Oggi la Tiscali si dibatte in un mercato travolto dalla crisi e concentra i suoi sforzi su Regno Unito (68 per cento dei ricavi) e Italia (30 per cento dei ricavi). Secondo uno studio societario firmato dal Citigroup il 21 gennaio scorso, la società “brucia ancora cassa”; lo conferma il resoconto intermedio di gestione: “Al 30 settembre 2008, il gruppo Tiscali può contare su disponibilità liquide per 34,4 milioni di euro, a fronte di una posizione finanziaria netta alla stessa data negativa per 556,7 milioni di euro”.
Secondo gli analisti del Citi, “il nuovo business plan non è convincente”: è simile a quello di altre aziende del settore e “non c’è un chiaro vantaggio competitivo, se si escludono i prezzi bassi”.
Il tentativo di cedere il ramo delle attività inglesi alla BSkyB di Rupert Murdoch si è arenato di fronte al crollo delle borse e alla svalutazione del cambio con la sterlina.
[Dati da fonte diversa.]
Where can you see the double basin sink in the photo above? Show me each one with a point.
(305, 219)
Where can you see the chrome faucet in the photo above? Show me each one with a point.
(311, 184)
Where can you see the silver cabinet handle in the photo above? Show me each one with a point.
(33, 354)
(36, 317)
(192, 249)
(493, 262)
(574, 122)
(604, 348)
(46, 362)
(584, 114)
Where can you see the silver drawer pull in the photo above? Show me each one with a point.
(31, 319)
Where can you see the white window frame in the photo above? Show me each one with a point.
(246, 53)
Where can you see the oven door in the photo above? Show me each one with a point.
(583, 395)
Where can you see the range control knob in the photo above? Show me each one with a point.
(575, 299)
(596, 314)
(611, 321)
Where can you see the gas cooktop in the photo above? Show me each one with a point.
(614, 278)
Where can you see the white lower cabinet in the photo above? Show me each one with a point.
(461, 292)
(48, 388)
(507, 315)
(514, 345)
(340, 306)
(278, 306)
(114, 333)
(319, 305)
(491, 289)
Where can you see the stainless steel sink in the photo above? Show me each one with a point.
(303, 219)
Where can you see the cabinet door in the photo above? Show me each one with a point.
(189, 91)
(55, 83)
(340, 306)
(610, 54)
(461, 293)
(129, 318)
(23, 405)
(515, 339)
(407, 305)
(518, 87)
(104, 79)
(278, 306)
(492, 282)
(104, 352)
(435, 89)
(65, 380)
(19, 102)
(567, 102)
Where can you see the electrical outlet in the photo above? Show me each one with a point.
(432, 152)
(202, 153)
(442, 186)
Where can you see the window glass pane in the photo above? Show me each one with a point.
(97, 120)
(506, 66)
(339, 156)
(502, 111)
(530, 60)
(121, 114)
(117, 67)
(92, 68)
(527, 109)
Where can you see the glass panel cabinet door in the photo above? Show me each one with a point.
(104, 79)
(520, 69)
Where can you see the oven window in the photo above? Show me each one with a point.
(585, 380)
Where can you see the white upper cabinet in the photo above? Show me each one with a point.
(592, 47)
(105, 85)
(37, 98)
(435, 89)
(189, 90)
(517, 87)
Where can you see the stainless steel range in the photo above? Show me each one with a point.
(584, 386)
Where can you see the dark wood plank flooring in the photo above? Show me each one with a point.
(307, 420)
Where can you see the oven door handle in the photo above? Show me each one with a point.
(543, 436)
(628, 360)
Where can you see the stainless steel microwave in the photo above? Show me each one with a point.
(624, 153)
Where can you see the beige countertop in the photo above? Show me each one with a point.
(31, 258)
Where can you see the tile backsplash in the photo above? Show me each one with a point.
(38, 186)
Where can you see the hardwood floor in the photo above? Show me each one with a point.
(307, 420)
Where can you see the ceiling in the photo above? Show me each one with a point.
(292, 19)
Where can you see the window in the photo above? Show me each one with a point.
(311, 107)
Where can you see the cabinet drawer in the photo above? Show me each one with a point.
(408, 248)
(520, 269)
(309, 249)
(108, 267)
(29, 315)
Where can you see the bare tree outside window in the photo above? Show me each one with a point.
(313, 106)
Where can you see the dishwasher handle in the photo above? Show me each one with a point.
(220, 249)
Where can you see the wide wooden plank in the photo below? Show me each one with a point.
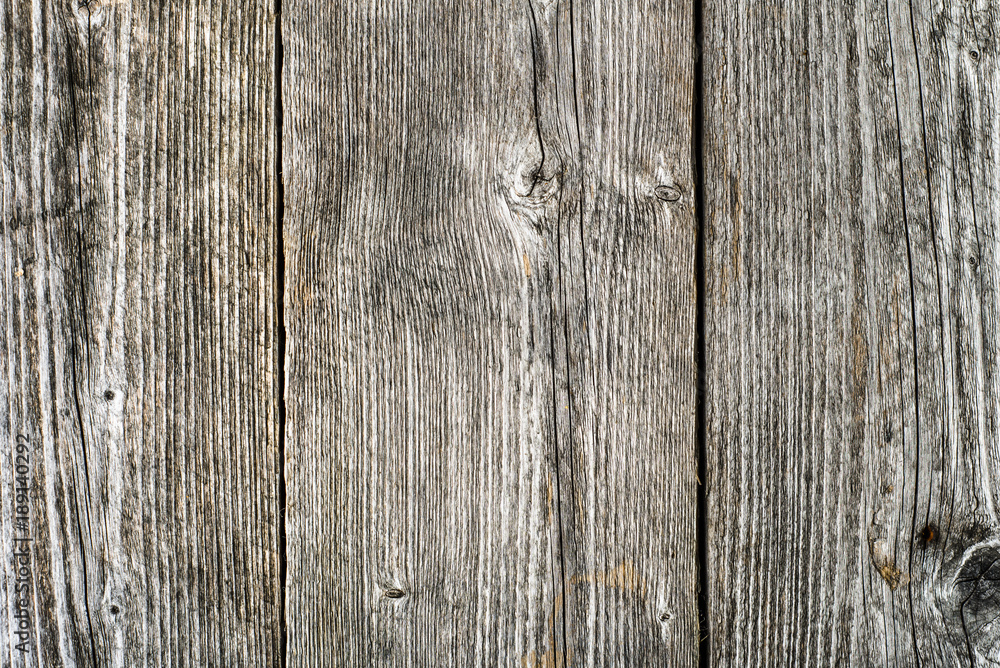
(138, 343)
(490, 316)
(851, 309)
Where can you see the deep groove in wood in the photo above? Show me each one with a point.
(279, 271)
(701, 429)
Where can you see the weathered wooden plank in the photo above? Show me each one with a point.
(851, 215)
(626, 305)
(490, 438)
(137, 334)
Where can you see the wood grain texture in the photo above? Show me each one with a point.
(490, 302)
(137, 333)
(851, 270)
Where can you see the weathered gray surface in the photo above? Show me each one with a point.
(853, 460)
(137, 332)
(490, 439)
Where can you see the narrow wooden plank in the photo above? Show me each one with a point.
(490, 314)
(137, 335)
(627, 307)
(852, 355)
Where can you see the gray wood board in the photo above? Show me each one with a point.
(490, 300)
(851, 320)
(138, 348)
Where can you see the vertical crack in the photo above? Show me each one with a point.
(280, 322)
(701, 389)
(80, 338)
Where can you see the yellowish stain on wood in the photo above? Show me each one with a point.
(624, 576)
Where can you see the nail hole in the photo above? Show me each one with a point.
(928, 535)
(667, 193)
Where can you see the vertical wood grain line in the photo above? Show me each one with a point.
(280, 320)
(701, 390)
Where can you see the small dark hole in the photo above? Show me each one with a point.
(928, 535)
(667, 193)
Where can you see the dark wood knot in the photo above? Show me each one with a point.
(667, 193)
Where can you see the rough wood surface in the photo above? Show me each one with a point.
(490, 302)
(852, 271)
(137, 335)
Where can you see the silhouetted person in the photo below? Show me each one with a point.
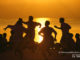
(77, 36)
(4, 40)
(1, 43)
(65, 32)
(70, 43)
(48, 39)
(17, 31)
(30, 35)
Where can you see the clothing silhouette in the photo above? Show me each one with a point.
(1, 43)
(16, 38)
(48, 39)
(30, 35)
(4, 40)
(77, 36)
(65, 33)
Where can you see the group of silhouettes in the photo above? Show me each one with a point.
(18, 42)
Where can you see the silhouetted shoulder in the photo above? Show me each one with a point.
(66, 25)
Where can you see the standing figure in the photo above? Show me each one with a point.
(48, 39)
(1, 43)
(30, 35)
(77, 42)
(4, 41)
(65, 33)
(16, 38)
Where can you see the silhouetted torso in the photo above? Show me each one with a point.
(48, 39)
(65, 28)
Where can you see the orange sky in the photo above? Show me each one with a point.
(11, 10)
(38, 8)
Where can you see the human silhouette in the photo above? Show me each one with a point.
(48, 39)
(17, 31)
(30, 35)
(65, 32)
(4, 41)
(1, 42)
(70, 43)
(77, 36)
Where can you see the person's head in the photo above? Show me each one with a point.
(4, 35)
(47, 23)
(30, 18)
(61, 20)
(71, 35)
(77, 35)
(20, 20)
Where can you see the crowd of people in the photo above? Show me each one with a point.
(18, 42)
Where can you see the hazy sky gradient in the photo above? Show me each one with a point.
(38, 8)
(11, 10)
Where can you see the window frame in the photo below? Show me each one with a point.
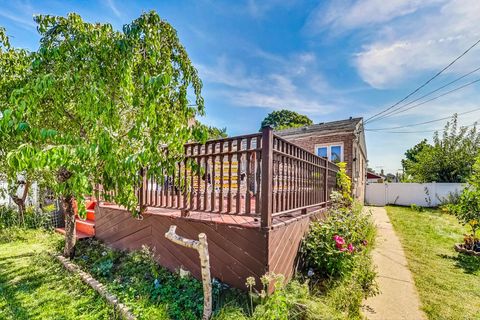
(329, 149)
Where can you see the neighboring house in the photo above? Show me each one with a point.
(374, 178)
(339, 141)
Il debito netto calcolato dagli analisti del Citi è di circa 605 milioni di euro, il ramo inglese vale 400 milioni, quello italiano 300 milioni. Risultato: il valore dell’attività Tiscali è di circa 100 milioni, cioè 15 centesimi di euro per azione.
La Banca Imi in novembre mostrava più fiducia: “Il business plan presentato dall’amministratore delegato Mario Rosso potrebbe generare positive sorprese”.
Intanto il vertice societario ha subito due perdite. Mauro Mariani, uno dei pionieri dell’azienda, l’11 novembre 2008 ha lasciato l’incarico di amministratore delegato della Tiscali Italia. E qualche giorno fa è uscito il consigliere Arnaldo Borghesi, esperto di finanza straordinaria. Ufficialmente nessun dissidio con Rosso, ma la sua sostituzione con Gabriele Racugno, il fiduciario del blind trust creato prima del voto per evitare le accuse di conflitto di interessi, è il segnale che Soru si sta blindando.
La Tiscali in Sardegna è una presenza importante, nella sede cagliaritana di Sa Illetta c’è preoccupazione. Soru giustamente si è sempre vantato di aver creato nell’isola centinaia di posti di lavoro e ora, ironia della sorte, il neopresidente della regione Ugo Cappellacci potrebbe essere costretto a occuparsi non solo della crisi della chimica, ma anche di quella della Tiscali.
In questo scenario all’Unità si interrogano: abbiamo respinto gli Angelucci, ma davvero era meglio Soru?